Ledger object versioning

Data structures that are likely to evolve over time contain the following extension point:

    union switch(int v)
    {
    case 0:
        void;
    } ext;

The version ‘v’ in this case refers to the version of the object and permits the addition of new arms.

This scheme offers several benefits:

note that while this scheme promotes code sharing for components consuming those objects, this is not necessarily true for core itself as the behavior has to be preserved for all versions: in order to reconstruct the ledger chain from arbitrary points in time, the behavior has to be 100% compatible.

Operations versioning

Operations are versioned as a whole: if a new parameter needs to be added or changed, versioning is achieved by adding a new operation. This causes some duplication of logic in client but avoids introducing potential bugs in clients. For example: code that would sign only certain types of transactions have to be fully aware of what they are signing.

Envelope versioning

The pattern used to allow for extensibility of envelopes (signed content) is

union TransactionEnvelope switch (int v)
{
case 0:
    struct
    {
        Transaction tx;
        DecoratedSignature signatures<20>;
    } v0;
};

This allows to both have the capability to modify the envelope if needed while enforcing that clients don’t blindly consume content that they could not validate.

Upgrading objects that don’t have an extension point

The object’s schema has to be cloned and its parent object has to be updated to use the new object type.

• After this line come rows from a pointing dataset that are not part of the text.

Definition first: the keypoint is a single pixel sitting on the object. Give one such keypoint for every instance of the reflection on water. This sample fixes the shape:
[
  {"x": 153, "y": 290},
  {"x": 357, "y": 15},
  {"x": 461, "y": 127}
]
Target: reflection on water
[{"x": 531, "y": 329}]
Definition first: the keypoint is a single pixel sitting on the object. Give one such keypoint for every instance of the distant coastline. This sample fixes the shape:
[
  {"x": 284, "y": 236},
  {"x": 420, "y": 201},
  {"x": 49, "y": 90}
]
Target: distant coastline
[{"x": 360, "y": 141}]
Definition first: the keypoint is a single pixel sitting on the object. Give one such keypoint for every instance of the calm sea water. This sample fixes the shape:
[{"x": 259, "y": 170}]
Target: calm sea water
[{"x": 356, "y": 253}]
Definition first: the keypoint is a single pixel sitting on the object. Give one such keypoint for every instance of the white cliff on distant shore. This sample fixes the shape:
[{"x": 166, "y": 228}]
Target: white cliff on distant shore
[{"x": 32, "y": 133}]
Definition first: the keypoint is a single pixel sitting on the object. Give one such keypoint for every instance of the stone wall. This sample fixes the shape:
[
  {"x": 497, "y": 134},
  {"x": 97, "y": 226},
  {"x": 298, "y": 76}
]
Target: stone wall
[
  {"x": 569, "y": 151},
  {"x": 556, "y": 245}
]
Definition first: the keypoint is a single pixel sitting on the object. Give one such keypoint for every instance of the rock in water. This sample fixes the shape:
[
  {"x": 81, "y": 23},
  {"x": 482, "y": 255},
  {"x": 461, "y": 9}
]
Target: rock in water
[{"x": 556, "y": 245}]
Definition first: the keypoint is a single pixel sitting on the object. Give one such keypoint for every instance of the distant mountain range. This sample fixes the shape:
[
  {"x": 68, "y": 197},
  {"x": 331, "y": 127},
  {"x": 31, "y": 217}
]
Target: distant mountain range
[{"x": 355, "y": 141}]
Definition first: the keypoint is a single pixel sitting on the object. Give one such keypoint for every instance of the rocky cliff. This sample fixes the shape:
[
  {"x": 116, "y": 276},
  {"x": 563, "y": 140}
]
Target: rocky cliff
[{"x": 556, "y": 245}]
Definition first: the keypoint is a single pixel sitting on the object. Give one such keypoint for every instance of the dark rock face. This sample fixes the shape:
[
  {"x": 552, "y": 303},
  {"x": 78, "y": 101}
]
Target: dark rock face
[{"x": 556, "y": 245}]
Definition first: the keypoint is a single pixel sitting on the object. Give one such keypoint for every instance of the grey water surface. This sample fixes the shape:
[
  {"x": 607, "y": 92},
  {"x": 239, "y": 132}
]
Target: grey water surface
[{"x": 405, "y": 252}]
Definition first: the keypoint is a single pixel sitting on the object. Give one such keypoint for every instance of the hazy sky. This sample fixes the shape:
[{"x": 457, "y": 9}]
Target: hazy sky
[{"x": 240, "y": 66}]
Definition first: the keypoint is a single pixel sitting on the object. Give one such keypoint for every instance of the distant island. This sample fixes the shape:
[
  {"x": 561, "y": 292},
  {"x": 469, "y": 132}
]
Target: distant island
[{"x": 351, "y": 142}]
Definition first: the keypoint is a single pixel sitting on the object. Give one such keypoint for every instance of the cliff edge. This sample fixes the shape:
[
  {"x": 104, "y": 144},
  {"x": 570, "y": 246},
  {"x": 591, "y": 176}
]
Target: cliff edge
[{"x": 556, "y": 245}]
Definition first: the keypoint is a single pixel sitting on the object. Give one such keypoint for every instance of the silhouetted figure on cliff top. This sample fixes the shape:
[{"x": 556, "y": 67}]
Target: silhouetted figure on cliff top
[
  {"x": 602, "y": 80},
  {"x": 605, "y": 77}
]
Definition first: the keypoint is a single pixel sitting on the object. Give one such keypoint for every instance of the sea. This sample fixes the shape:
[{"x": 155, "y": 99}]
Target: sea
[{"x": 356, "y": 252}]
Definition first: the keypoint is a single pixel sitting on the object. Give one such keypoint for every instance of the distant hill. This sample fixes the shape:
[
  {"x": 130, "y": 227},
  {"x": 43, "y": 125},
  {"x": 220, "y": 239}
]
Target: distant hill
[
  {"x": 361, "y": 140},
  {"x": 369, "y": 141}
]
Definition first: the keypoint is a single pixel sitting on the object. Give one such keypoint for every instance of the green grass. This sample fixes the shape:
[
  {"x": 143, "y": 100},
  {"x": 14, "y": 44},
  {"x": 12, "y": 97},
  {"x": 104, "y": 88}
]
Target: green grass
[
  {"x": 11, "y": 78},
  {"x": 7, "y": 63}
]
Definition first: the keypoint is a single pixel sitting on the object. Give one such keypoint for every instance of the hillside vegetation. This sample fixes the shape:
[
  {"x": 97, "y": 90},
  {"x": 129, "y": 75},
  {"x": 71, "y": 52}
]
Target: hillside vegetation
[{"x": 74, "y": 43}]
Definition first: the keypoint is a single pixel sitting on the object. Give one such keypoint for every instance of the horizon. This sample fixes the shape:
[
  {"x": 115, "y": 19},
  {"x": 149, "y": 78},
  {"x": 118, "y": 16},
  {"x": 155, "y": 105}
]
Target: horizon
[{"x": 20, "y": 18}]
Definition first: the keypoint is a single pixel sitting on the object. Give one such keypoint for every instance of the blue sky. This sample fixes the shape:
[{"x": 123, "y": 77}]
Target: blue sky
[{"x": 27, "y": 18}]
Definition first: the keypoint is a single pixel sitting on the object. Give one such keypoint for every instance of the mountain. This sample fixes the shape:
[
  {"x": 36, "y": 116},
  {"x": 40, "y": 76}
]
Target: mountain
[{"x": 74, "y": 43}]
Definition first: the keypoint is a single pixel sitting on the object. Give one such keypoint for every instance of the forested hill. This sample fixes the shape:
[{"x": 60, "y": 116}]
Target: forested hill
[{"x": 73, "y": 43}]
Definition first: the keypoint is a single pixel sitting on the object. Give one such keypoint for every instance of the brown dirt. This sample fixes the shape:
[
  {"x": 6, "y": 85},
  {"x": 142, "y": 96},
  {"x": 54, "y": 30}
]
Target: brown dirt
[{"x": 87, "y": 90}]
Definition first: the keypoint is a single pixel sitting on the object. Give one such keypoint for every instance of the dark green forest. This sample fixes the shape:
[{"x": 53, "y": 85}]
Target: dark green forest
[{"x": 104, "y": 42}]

The assumption here is that there is no unversioned “root” object.

Supported implementations lifetime considerations

In order to keep the code base in a maintainable state, implementations may not preserve the ability to playback from genesis and instead opt to support a limited range, for example only preserve the capability to replay the previous 3 months of transactions (assuming that the network’s minProtocolVersion is more recent than this). This does not change the ability for the node to (re)join or participate in the network; it only effects the ability for a node to do historical validation.

Overlay versioning

Overlay follows a similar pattern for versioning: it has a min-maxOverlayVersion.

The versioning policy at the overlay layer is a lot more aggressive when it comes to the deprecation schedule as the set of nodes involved is limited to the ones that connect directly to the instance.

With this in mind, structures follow the “clone” model at this layer: if a message needs to be modified, a new message is defined by cloning the old message type using a new type identifier. The advantage of the clone model is that it makes it possible to refactor large parts of the code, knowing that the older implementation will be deleted anyways (and therefore avoiding the headache of maintaining older versions). Also, at this layer, it is acceptable to modify the behavior of older versions as long as it stays compatible. The implementation may decide to share the underlying code (by converting legacy messages into the new format internally for example).

The “HELLO” message exchanged when peers connect to each other contains the min and max version the instance supports, the other endpoint may decide to disconnect right away if it’s not compatible.